Ciò spiega il suo incontestabile successo mediatico, mai ottenuto dalle formazioni anti-berlusconiane e anti-sistema degli ultimi quindici anni, dai “disobbedienti” al “popolo viola”. Molto più di questi, il movimento delle sardine è infatti presente negli studi televisivi e sulle testate giornalistiche ad alta risonanza mediatica.

Ma ciò spiega anche il suo spettacolare sovradimensionamento sul piano dei movimenti politici. La sua stessa scomparsa dagli schermi e dalla cronaca degli ultimi mesi è stata infatti causata da una sorprendente assenza di visibilità dei contenuti.
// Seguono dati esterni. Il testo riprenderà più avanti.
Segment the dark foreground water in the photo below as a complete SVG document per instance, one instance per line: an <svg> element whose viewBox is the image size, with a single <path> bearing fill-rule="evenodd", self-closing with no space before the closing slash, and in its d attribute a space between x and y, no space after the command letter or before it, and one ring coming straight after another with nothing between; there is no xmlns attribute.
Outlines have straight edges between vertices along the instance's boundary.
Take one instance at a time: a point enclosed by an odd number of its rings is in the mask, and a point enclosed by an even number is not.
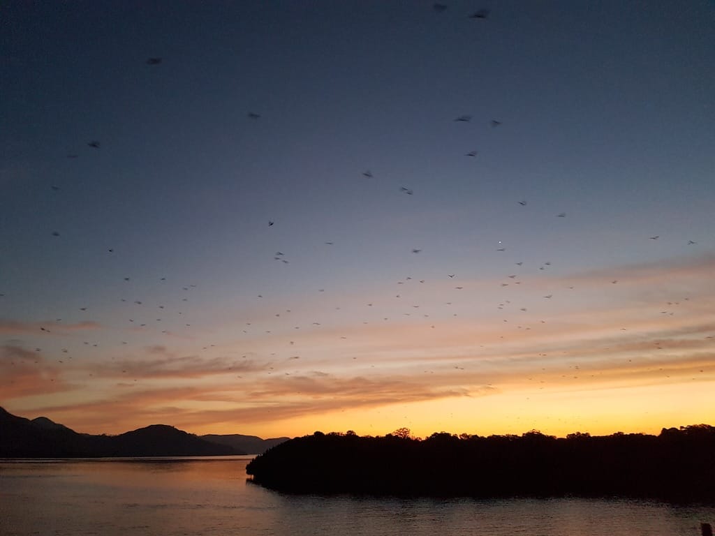
<svg viewBox="0 0 715 536"><path fill-rule="evenodd" d="M0 460L0 535L678 536L715 507L648 501L291 497L246 482L248 457Z"/></svg>

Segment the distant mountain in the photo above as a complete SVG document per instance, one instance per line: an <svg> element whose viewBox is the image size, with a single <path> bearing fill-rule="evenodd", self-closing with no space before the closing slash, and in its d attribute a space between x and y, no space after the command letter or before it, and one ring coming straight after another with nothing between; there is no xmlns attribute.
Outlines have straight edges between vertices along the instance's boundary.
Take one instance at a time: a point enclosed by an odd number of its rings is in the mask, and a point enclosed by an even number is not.
<svg viewBox="0 0 715 536"><path fill-rule="evenodd" d="M119 435L78 434L47 417L33 420L0 407L0 457L220 456L245 454L165 425Z"/></svg>
<svg viewBox="0 0 715 536"><path fill-rule="evenodd" d="M46 430L69 430L72 432L70 428L68 428L64 425L60 425L55 422L46 417L38 417L30 421L34 426L39 428L44 428Z"/></svg>
<svg viewBox="0 0 715 536"><path fill-rule="evenodd" d="M217 456L244 454L166 425L152 425L115 436L94 436L102 456Z"/></svg>
<svg viewBox="0 0 715 536"><path fill-rule="evenodd" d="M247 454L263 454L271 447L280 445L290 440L290 437L271 437L263 440L255 435L241 435L240 434L208 434L201 436L201 439L218 443L228 447L232 447L237 450L242 450Z"/></svg>

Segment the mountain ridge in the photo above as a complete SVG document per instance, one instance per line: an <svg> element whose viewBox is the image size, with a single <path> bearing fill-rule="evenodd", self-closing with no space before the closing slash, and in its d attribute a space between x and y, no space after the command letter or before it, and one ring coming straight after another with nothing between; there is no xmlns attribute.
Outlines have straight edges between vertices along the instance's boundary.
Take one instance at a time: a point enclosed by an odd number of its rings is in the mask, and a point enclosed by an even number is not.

Qualsiasi dibattito interno, se pur c’è stato da qualche parte, non è stato in grado di presentare dei contenuti mediaticamente comunicativi presso un universo immediatamente disposto ad ospitarli e a dare loro l’indispensabile visibilità.

Proprio per questo, la loro inattesa ricomparsa alla vigilia delle elezioni amministrative, in una Toscana in bilico tra una tradizione “progressista” e un’affermazione leghista e salviniana, mostra in modo abbastanza evidente la consistenza ultima di questo movimento, definibile come un vero e proprio “popolo di riserva”, pronto a mobilitarsi e ad essere mobilitato, quando il pericolo di crollo per ciò che resta di quella che è stata per decenni un’egemonia politica e rappresentazionale della sinistra, si fa reale anche nelle sue roccaforti storiche.

La stessa presenza fisica delle sardine, parallela al suo silenzio mediatico sul piano dei contenuti, permette così di comprendere quanto un tale movimento sia necessario alla riproduzione di una tradizione politica orfana di una piazza che tanto ha rappresentato nella sua storia.

Sotto quest’aspetto le “sardine” sono tanto più preziose quanto più c’è una leadership che, volendosi richiamare ad una tradizione popolare, ha urgente bisogno di essere di nuovo legittimata da una base che tarda a comparire. E ciò non si può produrre senza che si renda visibile uno scenario popolare pronto a ridarle anima e senso: il ruolo che le sardine sono pertanto chiamate a svolgere è enorme, ma non per questo impossibile. Si tratta di confortare una sinistra orfana dei movimenti, simulando un popolo che non c’è.